Şimdi gözlerimizi kapatıp 2050'yi hayal edelim. Karşımızda iki farklı senaryo var.

Senaryo 1: Distopik Geçiş

İlk senaryoda, otomasyon kontrolsüz ve acımasız ilerliyor. 2050 yılında küresel insansı robotik endüstrisi 5 trilyon dolarlık bir değere ulaşıyor ve yüz milyonlarca robot kullanımda. Ancak bu geçiş planlanmamış, sosyal koruma olmadan gerçekleşmiş. Milyonlarca işçi yeniden eğitim almadan işlerini kaybetmiş. Sosyal güvenlik sistemleri çökmüş. İşsizlik oranları bazı sektörlerde yüzde 40'ı aşmış.

Toplumsal uçurum derinleşmiş: Bir yanda robot sahipleri ve yapay zekâ mühendisleri; diğer yanda mesleki becerilerini kaybetmiş, ekonomik sistemin dışına itilmiş kitleler. Sendikalar güçsüz, çalışma hakları anlamsız hale gelmiş. Çünkü yasalar hâlâ 20. yüzyıl emek ilişkilerine göre yazılı.

Senaryo 2: Uyumlu Dönüşüm

İkinci senaryoda ise toplum, bu geçişi başarıyla yönetmiş. İnsansı robotlar, insan yeteneklerini artırarak işleri daha anlamlı ve üretken hale getirmiş; robotlar daha tehlikeli görevleri üstlenerek işyeri güvenliğini iyileştirmiş. Çalışanların fiziksel yükü azalmış, iş memnuniyeti artmış ve yaralanmalar azalmış.

Hukuk sistemi zamanında uyum sağlamış. Robot katkı payları sosyal güvenlik sistemlerini finanse ediyor. Sürekli eğitim bir hak olarak tanınmış. İnsanlar artık "iş güvencesi" yerine "istihdam edilebilirlik güvencesi" altında. Yeni meslekler doğmuş: Robot eğitimcileri, insan-robot işbirliği koordinatörleri, algoritmik etik denetçileri.

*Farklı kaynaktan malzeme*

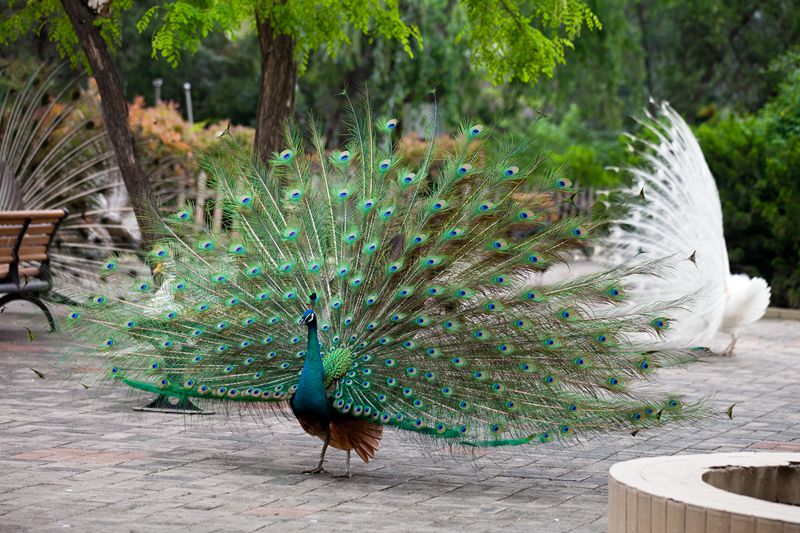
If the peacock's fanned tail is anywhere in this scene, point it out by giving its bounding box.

Yeni roller ortaya çıkmış – robotların bakımı, programlanması, denetlenmesi ve robotlarla işbirliği yapmak gibi – böylece insanlar gelecek işgücünün ayrılmaz bir parçası olarak kalmış.

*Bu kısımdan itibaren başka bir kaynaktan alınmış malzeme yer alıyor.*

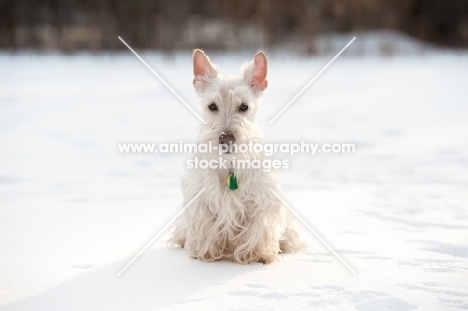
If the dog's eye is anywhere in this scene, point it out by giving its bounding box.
[239,104,249,111]
[208,103,218,111]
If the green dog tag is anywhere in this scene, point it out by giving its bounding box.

İnsan-Robot İşbirliği: Cobotlar…

Belki de bu senaryolar arasındaki en kritik ayrım, "cobotlar" (işbirlikçi robotlar) anlayışında saklı. Geleneksel endüstriyel robotlar güvenlik endişeleri nedeniyle izole alanlarda çalışırken, cobotlar gelişmiş sensörler ve güvenlik özellikleriyle insanlarla yakın etkileşimde bulunacak şekilde tasarlandı.

Ford'un Almanya fabrikasında iki robot, sis farlarının ergonomik açıdan zor ayarını yaparken insan operatör konvansiyonel farları ayarlıyor; insan ve robot ek güvenlik ekipmanı olmadan aynı araç üzerinde çalışıyor. Bu küçük örnek, büyük bir felsefi farkı gösteriyor: İnsanın yerini alan robot mu, yoksa insanı güçlendiren robot mu?

Shanghai'deki yeni eğitim tesisinde, farklı üreticilerin robotları ortak bir "süper beyin" altında işbirliği yapmayı öğreniyor. Peki insanlarla işbirliğini de öğrenecekler mi? Ve daha önemlisi, insanlar robotlarla işbirliği yapmaya hazır mı?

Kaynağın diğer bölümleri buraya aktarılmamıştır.